Through our experience, there are five strategies that will help:

  1. From the outset, be conscious of costs such as management time and resources spent on litigation-related issues. Actively ask questions such as: how will reputational risk be addressed and by whom? what role will management play in reviewing or explaining key documents? who will be required to give evidence and when? what activities will they be diverted from? when will the case actually finish?
  2. Ensure lawyers are aware of key commercial drivers, reputational and relationship issues and internal resourcing. Lawyers should take these matters into account when formulating a litigation strategy, with particular attention give to traditionally time consuming tasks, such as collating documents for discovery, or sensitive issues, such as dealings with financiers or the media.  
  3. Consider alternative settlement options with an open mind and be willing to do things differently. Estimate the cost of disruption to your business and put a price on it. It may be difficult to quantify precisely, but a ‘ball park’ estimate should be attempted. Too many settlement discussions are dominated by the lawyers’ views of the case, rather than the commercial realities for the participants. As disruption costs cut both ways, consideration should also be given as to whether one’s opponent is likely to suffer from more disruption and whether this presents a bargaining advantage. 
  4. Educate internal stakeholders of the expected disruptions to business before they occur. Surprises are always best avoided, particularly in the pressured (and often highly emotive) environment of litigation. We often see impasses in settlement discussions resolved in the weeks leading up to trial, with previously resolute parties suddenly willing to compromise, when the business disruption of trial is more fully appreciated.
  5. Acknowledge that litigation is uncertain and can change direction very quickly. Even the best laid plans need to and should be reassessed on an ongoing basis.
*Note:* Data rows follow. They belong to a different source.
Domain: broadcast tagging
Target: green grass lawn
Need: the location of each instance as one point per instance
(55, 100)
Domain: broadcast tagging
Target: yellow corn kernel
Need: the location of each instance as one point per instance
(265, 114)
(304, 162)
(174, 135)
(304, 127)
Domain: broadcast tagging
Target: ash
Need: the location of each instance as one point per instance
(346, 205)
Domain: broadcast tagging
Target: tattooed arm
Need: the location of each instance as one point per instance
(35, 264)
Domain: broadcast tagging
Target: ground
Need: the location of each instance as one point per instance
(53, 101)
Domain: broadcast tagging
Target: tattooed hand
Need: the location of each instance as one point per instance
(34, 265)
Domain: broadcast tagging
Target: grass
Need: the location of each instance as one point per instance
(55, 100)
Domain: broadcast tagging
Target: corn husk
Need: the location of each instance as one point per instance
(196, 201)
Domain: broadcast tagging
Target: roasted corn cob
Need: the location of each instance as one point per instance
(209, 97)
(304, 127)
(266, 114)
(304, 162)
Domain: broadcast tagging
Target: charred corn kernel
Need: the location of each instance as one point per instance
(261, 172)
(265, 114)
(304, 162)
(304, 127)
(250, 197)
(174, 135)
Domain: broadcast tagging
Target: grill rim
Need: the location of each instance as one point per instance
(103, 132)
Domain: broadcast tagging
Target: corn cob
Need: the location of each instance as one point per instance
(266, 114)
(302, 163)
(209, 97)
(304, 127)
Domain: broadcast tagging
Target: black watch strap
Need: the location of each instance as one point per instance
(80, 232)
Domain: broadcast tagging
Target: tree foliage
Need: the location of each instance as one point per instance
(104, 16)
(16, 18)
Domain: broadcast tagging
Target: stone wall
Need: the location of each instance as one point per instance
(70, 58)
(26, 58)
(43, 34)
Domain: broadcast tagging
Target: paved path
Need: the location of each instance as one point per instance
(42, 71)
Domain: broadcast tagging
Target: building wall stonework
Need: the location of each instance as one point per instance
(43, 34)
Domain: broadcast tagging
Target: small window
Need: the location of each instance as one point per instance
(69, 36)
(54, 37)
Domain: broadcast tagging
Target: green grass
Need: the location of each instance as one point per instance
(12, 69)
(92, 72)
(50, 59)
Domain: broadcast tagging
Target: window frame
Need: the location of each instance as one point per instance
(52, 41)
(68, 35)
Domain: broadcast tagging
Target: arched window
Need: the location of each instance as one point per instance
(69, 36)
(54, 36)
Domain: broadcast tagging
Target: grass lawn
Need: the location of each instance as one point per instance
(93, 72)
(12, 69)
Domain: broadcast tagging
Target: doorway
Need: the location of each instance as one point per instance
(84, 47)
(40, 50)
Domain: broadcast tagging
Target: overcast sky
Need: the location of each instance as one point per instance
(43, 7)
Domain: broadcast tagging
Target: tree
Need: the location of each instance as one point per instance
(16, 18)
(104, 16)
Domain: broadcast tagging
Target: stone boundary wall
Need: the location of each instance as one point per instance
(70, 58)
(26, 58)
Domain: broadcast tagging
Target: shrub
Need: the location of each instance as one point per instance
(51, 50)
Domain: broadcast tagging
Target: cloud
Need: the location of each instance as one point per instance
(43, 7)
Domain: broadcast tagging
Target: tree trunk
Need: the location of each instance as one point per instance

In recent years, both the States and Commonwealth have heeded calls to reduce the costs of disputes for litigation parties with a range of welcome initiatives. For example, in the Federal Court of Australia:

  • Discovery is no longer ordered as a matter of course and when it is ordered, the court will fashion the orders to suit the issues in the particular case (including whether discovery should be given electronically or limited to specific issues).
  • The court will actively look for opportunities for the parties to participate in alternative dispute resolution, primarily mediation, in the early stages of the case.

The imperatives of speed and cost effectiveness are now very much at the forefront of modern commercial litigation. However, the cost to companies of their business being disrupted as a result of litigation, remains largely hidden.  

Companies need to take it on themselves to manage these costs. The cold reality is litigation processes have little sympathy for the pressures placed on executives as they try to simultaneously navigate through litigation and run a business.

Alternative dispute resolution processes (such as expert determination and early mediation) can also greatly reduce the demand placed on business by offering a faster and more commercially focussed resolution than traditional litigation.